Coisas do passado. Fui acusado justamente e injustamente. Revoltou-se com o apelido de serial fucker. Cumpriu pena alternativa durante um ano distribuindo basic baskets em um orfanato.
Dizia-se redimido. Fixou residência. Passou a frequentar uma igreja evangélica.
Mais que um livro, Lolita fora seu companheiro de viagens durante 40 anos. Agora a estrada chegara ao fim. O livro precisava ser devolvido. Necessitava demonstrar a todos que estava regenerado, era homem cumpridor das leis, que estava reintegrado na sociedade. Que poderia olhar nos olhos dos vizinhos sem constrangimentos. John Smith voltara a ser um cidadão. A devolução seria o momento libertador.
O sábado chegou e o evento, dia do perdão, atraiu toda a população do vilarejo. O banjo, a gaita e o violino faziam a festa. Um misto de fotógrafo e jornalista registrava sorrisos de leitores que devolviam livros sem desmbolsar preciosos dólares.
Smith, retornando do culto, retirou o livro de dentro de uma sacola e, sob os flashes, entregou-o orgulhosamente à bibliotecária.
– Muito obrigado. O senhor é o mister John Smith, não é?
– Sim sou eu mesmo. É um alívio livrar-me deste pecado.
– Consta que, além de Lolita, o senhor ainda detém Memórias de uma Mulher de Prazer – Fanny Hill de J. Cleland; O Amante de Lady Chatterly de D. H. Lawrence; Trópico de Câncer de Henry Miller; História de Ó, de Pauline Reage além de Justine e Filosofia na alcova do Marquês de Sade.
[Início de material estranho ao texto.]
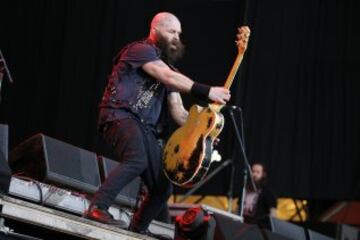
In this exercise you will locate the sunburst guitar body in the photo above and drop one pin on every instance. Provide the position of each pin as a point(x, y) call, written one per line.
point(188, 152)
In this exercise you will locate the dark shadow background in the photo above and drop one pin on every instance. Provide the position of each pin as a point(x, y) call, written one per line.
point(298, 84)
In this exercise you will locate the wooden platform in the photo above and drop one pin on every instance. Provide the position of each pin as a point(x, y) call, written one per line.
point(62, 222)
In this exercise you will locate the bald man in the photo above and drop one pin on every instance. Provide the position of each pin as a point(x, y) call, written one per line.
point(142, 80)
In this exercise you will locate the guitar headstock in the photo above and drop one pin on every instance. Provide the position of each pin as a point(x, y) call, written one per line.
point(242, 38)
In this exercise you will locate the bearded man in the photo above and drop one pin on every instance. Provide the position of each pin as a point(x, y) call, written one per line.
point(142, 86)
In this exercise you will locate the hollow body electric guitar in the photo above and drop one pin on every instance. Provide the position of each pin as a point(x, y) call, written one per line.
point(188, 152)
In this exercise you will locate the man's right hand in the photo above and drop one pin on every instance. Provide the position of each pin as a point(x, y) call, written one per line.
point(219, 95)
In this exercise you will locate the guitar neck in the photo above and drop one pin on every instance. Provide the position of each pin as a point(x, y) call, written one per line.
point(230, 79)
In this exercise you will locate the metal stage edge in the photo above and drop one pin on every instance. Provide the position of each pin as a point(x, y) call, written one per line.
point(59, 221)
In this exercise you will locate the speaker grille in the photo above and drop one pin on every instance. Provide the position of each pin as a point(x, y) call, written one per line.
point(47, 159)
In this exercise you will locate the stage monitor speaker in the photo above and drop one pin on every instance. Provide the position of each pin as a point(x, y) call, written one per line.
point(128, 195)
point(286, 229)
point(49, 160)
point(5, 172)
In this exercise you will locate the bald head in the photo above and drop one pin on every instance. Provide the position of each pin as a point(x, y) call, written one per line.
point(164, 19)
point(165, 30)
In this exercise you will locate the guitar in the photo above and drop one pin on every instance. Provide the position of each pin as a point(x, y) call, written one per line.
point(188, 152)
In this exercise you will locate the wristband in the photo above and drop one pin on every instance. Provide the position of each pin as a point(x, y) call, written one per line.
point(200, 91)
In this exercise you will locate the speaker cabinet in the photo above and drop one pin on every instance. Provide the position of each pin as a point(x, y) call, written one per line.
point(49, 160)
point(286, 229)
point(127, 196)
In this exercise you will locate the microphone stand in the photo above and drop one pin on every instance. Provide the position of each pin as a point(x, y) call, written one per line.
point(247, 168)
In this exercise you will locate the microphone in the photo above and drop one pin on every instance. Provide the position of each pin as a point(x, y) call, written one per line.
point(2, 60)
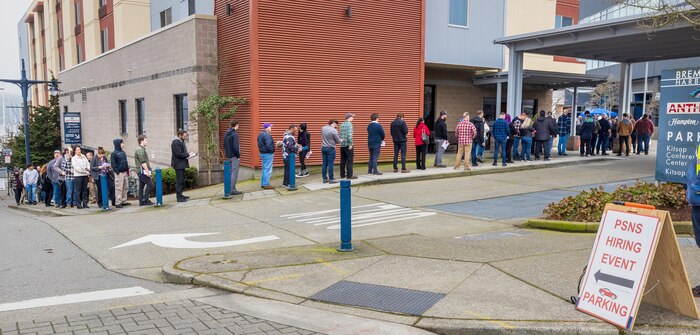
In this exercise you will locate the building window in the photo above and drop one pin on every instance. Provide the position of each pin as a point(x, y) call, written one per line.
point(140, 116)
point(79, 53)
point(122, 117)
point(104, 39)
point(166, 17)
point(563, 21)
point(190, 7)
point(182, 111)
point(459, 10)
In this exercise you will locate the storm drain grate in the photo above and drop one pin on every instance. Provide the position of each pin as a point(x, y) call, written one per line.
point(384, 298)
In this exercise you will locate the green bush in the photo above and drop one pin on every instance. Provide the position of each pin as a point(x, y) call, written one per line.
point(588, 206)
point(169, 179)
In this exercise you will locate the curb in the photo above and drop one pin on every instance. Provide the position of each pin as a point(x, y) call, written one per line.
point(681, 228)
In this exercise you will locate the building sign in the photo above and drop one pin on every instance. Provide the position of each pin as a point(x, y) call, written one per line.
point(618, 267)
point(679, 123)
point(72, 133)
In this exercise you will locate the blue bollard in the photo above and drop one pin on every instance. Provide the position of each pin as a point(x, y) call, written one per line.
point(227, 179)
point(159, 188)
point(105, 192)
point(292, 173)
point(345, 217)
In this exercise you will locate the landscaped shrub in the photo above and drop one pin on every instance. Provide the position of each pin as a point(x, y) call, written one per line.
point(588, 206)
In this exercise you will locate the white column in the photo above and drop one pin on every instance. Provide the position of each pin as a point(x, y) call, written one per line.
point(515, 82)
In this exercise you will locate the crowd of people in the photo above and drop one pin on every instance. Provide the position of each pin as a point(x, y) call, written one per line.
point(73, 178)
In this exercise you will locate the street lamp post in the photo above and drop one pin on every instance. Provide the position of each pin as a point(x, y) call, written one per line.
point(24, 85)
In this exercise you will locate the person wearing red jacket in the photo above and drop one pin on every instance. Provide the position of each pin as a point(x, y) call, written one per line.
point(421, 134)
point(644, 128)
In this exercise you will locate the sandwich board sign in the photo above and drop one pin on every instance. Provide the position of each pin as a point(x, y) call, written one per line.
point(635, 258)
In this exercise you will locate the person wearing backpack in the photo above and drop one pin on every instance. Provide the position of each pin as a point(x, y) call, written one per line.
point(421, 135)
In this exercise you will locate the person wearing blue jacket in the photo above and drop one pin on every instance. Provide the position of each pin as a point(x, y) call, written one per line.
point(693, 197)
point(232, 149)
point(375, 138)
point(266, 147)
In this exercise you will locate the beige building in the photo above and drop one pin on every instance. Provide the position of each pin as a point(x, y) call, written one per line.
point(64, 33)
point(149, 88)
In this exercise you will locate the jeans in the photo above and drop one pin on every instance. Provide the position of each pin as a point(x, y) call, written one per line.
point(69, 192)
point(56, 192)
point(233, 177)
point(541, 146)
point(643, 143)
point(267, 168)
point(516, 146)
point(346, 158)
point(421, 152)
point(623, 140)
point(145, 187)
point(373, 160)
point(527, 144)
point(31, 192)
point(561, 145)
point(500, 146)
point(440, 151)
point(696, 223)
point(400, 147)
point(602, 143)
point(328, 154)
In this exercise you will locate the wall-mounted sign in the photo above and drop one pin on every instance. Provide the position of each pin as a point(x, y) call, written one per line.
point(72, 133)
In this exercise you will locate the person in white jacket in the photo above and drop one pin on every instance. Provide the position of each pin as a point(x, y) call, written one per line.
point(30, 178)
point(81, 171)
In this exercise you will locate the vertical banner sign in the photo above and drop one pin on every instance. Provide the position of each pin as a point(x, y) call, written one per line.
point(679, 123)
point(72, 133)
point(618, 267)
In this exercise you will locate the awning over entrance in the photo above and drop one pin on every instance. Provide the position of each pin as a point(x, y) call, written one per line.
point(543, 78)
point(623, 40)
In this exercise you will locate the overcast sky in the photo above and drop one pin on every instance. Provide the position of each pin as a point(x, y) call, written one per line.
point(11, 12)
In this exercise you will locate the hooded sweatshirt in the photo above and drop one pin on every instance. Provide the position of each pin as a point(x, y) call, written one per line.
point(120, 164)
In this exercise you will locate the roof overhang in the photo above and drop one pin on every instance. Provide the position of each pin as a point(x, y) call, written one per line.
point(543, 78)
point(624, 40)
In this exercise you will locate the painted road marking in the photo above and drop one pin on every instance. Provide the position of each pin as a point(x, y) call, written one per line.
point(75, 298)
point(365, 215)
point(180, 241)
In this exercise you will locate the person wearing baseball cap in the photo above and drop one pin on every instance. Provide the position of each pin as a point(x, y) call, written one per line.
point(266, 146)
point(440, 138)
point(347, 152)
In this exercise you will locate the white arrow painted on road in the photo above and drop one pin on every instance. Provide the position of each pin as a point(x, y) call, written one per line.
point(180, 241)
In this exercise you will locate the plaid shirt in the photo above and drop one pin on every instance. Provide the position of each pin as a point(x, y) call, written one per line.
point(465, 132)
point(564, 125)
point(67, 167)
O senhor continua pervertido!




Texto não publicado no Correio Braziliense. Nem na Folha, no Globo, no Estado ou Zero Hora.
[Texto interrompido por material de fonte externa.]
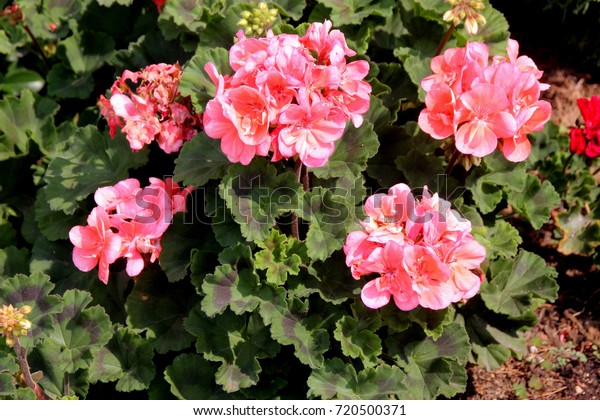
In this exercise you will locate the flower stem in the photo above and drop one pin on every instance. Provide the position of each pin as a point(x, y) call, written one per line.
point(445, 39)
point(567, 162)
point(298, 168)
point(22, 357)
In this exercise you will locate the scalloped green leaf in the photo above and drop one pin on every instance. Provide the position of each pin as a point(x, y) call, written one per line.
point(500, 240)
point(330, 216)
point(486, 183)
point(352, 12)
point(33, 290)
point(515, 284)
point(28, 117)
point(186, 237)
point(351, 153)
point(191, 377)
point(235, 342)
point(433, 367)
point(535, 201)
point(256, 195)
point(280, 256)
point(339, 380)
point(133, 356)
point(93, 160)
point(195, 82)
point(78, 329)
point(160, 308)
point(200, 160)
point(357, 336)
point(580, 232)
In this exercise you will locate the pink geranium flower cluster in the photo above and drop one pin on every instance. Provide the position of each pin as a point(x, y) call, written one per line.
point(421, 251)
point(155, 110)
point(289, 95)
point(128, 222)
point(484, 105)
point(586, 140)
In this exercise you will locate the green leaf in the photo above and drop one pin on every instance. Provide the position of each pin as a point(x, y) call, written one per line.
point(200, 160)
point(55, 225)
point(87, 51)
point(64, 83)
point(186, 237)
point(159, 308)
point(256, 195)
point(78, 329)
point(580, 232)
point(352, 12)
point(351, 153)
point(280, 256)
point(500, 240)
point(19, 79)
point(134, 357)
point(493, 345)
point(433, 367)
point(102, 160)
point(14, 261)
point(236, 343)
point(339, 380)
point(33, 290)
point(535, 201)
point(515, 283)
point(357, 336)
point(330, 217)
point(486, 183)
point(196, 83)
point(192, 378)
point(22, 119)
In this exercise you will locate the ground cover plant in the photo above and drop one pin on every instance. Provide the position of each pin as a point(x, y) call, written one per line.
point(307, 199)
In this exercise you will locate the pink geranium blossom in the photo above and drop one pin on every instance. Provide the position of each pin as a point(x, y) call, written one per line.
point(289, 96)
point(485, 106)
point(128, 222)
point(153, 111)
point(419, 250)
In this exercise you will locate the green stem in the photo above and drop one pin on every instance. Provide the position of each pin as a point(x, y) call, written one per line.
point(567, 162)
point(22, 358)
point(445, 39)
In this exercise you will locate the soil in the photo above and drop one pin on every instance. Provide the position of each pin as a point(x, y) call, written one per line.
point(563, 359)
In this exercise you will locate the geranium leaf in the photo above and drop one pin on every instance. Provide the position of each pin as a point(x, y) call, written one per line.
point(22, 119)
point(350, 12)
point(134, 357)
point(236, 343)
point(339, 380)
point(185, 237)
point(433, 367)
point(33, 290)
point(351, 153)
point(515, 283)
point(14, 261)
point(499, 240)
point(535, 201)
point(580, 231)
point(160, 307)
point(102, 160)
point(280, 256)
point(200, 160)
point(256, 195)
point(78, 329)
point(192, 378)
point(195, 82)
point(486, 183)
point(329, 216)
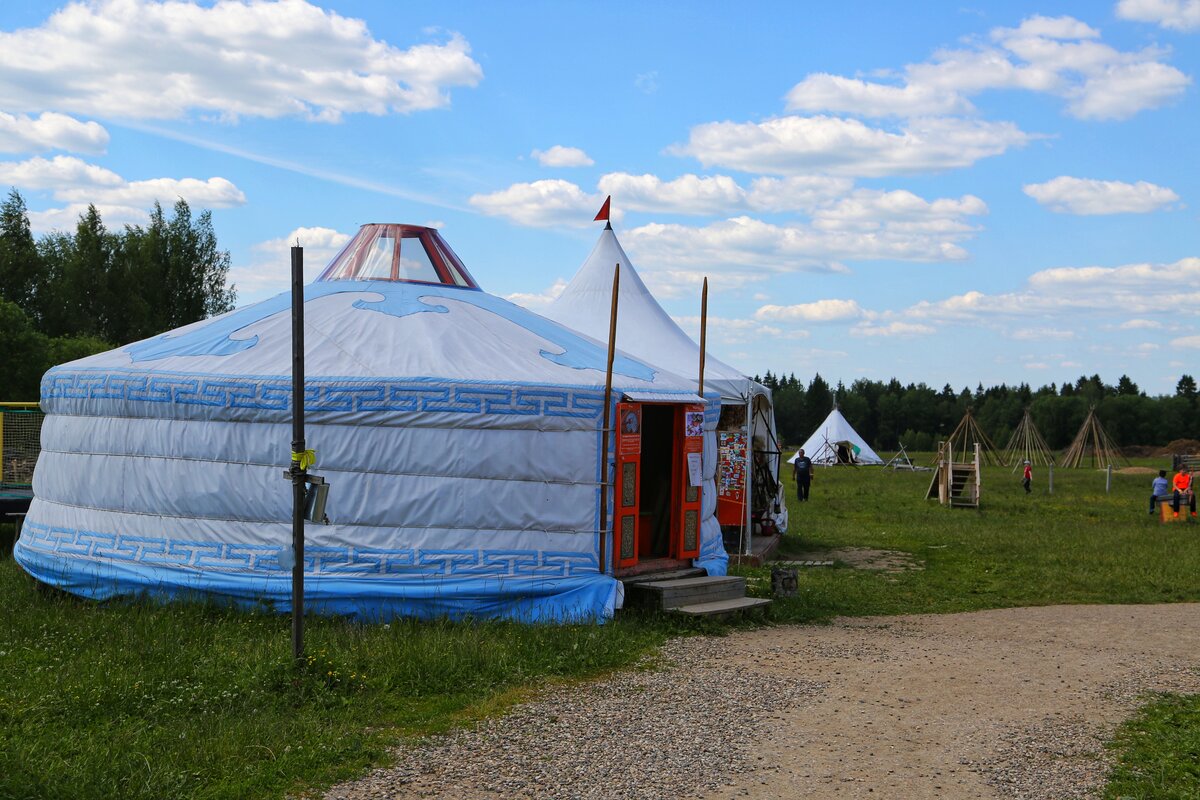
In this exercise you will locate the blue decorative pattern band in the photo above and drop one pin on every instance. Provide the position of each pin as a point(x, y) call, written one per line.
point(335, 396)
point(226, 557)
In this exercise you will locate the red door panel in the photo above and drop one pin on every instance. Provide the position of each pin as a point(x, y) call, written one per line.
point(627, 488)
point(689, 469)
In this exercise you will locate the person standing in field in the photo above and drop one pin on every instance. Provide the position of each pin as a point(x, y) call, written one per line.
point(802, 468)
point(1182, 483)
point(1158, 488)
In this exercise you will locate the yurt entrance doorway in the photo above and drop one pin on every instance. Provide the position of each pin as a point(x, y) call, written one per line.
point(658, 487)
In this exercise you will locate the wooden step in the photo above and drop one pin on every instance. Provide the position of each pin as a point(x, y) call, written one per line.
point(684, 591)
point(721, 607)
point(671, 575)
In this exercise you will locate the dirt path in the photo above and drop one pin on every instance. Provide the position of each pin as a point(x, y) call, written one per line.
point(1011, 703)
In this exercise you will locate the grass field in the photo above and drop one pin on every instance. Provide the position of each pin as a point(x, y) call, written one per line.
point(144, 701)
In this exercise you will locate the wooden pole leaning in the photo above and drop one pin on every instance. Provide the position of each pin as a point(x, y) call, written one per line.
point(298, 468)
point(607, 419)
point(703, 332)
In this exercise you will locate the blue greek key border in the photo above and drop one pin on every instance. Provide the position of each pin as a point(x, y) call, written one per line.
point(222, 557)
point(394, 396)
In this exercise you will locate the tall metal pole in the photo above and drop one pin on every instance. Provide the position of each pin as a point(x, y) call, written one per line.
point(607, 419)
point(299, 468)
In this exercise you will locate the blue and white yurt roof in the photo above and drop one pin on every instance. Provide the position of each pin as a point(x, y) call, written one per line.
point(461, 437)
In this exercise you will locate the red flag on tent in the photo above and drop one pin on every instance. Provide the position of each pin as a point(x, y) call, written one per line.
point(604, 210)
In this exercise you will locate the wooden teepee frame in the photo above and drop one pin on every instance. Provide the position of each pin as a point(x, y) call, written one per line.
point(1027, 445)
point(1092, 444)
point(967, 434)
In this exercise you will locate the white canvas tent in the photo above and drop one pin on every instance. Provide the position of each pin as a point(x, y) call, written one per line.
point(835, 441)
point(646, 331)
point(461, 437)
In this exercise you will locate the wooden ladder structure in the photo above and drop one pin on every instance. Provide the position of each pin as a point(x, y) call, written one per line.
point(955, 483)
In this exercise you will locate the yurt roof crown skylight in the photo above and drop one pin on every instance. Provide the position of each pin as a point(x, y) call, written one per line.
point(402, 253)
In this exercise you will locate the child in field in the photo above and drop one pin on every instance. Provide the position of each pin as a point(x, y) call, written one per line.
point(1158, 489)
point(1183, 492)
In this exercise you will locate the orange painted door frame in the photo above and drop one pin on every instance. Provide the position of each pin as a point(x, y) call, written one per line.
point(685, 505)
point(627, 486)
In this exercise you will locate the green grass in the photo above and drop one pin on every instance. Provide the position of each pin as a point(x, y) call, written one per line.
point(1158, 752)
point(192, 701)
point(187, 701)
point(1075, 546)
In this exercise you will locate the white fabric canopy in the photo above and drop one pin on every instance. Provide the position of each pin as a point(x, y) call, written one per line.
point(643, 329)
point(646, 331)
point(821, 446)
Este é o sétimo conto semanal dentro do projeto Minha versão, com tema originado por notícia do Correio Braziliense. Hoje enviarei os textos aos editores para avaliar a data do meu ingresso remunerado em uma redação. O colunista esperto sabe que o diagramador tem ordens de guilhotinar textos maiores que a coluna. O texto, de 2959 caracteres, no mínimo, e 2997, no máximo, sempre estará disponível antes das 18h das quartas-feiras.


5 comentários:

Anônimo disse...

Olá Klotz! Participo da comunidade “Desafio...” no Orkut e do “6º desafio...”, mas estou pensando em “abandonar” o “6º desafio...” (“humor” para mim é algo imensuravelmente difícil de escrever, meu blog www.paixaoinfame.blogspot.com). Bom, claro que não estou aqui para falar disso, é que gostei muito da forma como vende seus livros, e apesar de não ler muito crônica vou querer um exemplar seu. Abçs!

Glauber Vieira disse...

Belo texto, camarada... enquanto o pessoal dos jornais não se decide, nós aqui vamos nos divertindo...

Klotz disse...

Você escreve bem, Marjory.
A sua caligrafia derrama sangue e assusta.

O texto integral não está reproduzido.